Alexandre Fontaine Rousseau et Xavier Cadieux nous entrainent dans une extraordinaire et (très) créative course associant coutumes québécoises, occultisme, réchauffement climatique et compétition de Mario Kart.

Imaginez les pires crapules du Bas-Canada engagées, avec leurs démons favoris, dans une course de canots volants où, à l’instar d’une partie de Mario Kart (mais bien avant, nous sommes à la fin du XIXe siècle, s’il y a piratage, il est à chercher du côté de Nintendo) tous les coups sont permis, sauf de jurer et de percuter un clocher, sous peine d’une damnation éternelle.
Si j’ajoute que, s’affranchissant allégrement du quatrième mur, les auteurs travaillent sous nos yeux et sous la pression de Satan, en personne, dans une actualisation de la légende canadienne de la chasse-galerie de Honoré Beaugrand, que le narrateur est un castor sentencieux, que le père Léo Bénédictus Julius Agapet, le héros, est le meilleur agent du Vatican, que Corbella, une grande canaille costaude, trafique des cierges et que tout ce petit monde s’exprime dans un argot fleuri, que j’imagine bas-canadien ; vous me direz que la coupe est pleine.

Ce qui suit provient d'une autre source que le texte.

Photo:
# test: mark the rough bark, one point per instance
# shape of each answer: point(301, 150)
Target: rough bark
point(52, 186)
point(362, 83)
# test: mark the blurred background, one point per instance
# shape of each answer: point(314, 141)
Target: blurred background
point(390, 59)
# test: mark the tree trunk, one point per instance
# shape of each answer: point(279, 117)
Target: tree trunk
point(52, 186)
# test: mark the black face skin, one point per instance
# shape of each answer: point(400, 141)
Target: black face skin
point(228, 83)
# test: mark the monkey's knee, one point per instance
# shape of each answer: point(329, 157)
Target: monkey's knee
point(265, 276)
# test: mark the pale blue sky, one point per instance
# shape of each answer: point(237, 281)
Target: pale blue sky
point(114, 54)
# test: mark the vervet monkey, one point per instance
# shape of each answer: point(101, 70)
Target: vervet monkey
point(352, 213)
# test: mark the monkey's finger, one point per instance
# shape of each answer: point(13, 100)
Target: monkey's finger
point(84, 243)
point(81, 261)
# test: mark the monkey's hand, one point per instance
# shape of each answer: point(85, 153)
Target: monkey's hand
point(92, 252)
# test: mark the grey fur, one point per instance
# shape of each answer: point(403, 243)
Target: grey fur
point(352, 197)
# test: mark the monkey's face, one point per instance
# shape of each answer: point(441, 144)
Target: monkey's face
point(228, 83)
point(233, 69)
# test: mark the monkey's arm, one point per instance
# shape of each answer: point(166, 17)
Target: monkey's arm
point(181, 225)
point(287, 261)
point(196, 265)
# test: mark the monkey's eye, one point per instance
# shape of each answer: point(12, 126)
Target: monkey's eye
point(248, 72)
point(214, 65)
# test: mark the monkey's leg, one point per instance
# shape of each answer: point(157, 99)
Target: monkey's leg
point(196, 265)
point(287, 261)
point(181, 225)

« Que ce soit pour exorciser des bonnes sœurs possédées ou pour récupérer deux ou trois reliques perdues des Templiers, c’est votre homme » croit bon de préciser le castor, bien en selle sur sa bernache du Canada. On s’en doutait.
Pourtant, avouons qu’Alexandre Fontaine Rousseau s’en sort avec talent. Reprenons, selon la légende, un soir de réveillon, des bucherons en retard passent un pacte avec Satan, leur canot s’envolera, à condition d’éviter le moindre blasphème, de toucher à une croix et d’être de retour avant six heures, le lendemain matin. Dans le cas contraire, ils perdraient leurs âmes. Le pacte classique. Sauf, que dix ans plus tard, tous les habitants du bas-canada volent ! Qu’ils se refusent à tous effort, qu’ils ont déserté les églises, qu’ils contribuent par cet accès de magie au réchauffement climatique et que les portes de l’Enfer ne vont pas tarder à s’ouvrir…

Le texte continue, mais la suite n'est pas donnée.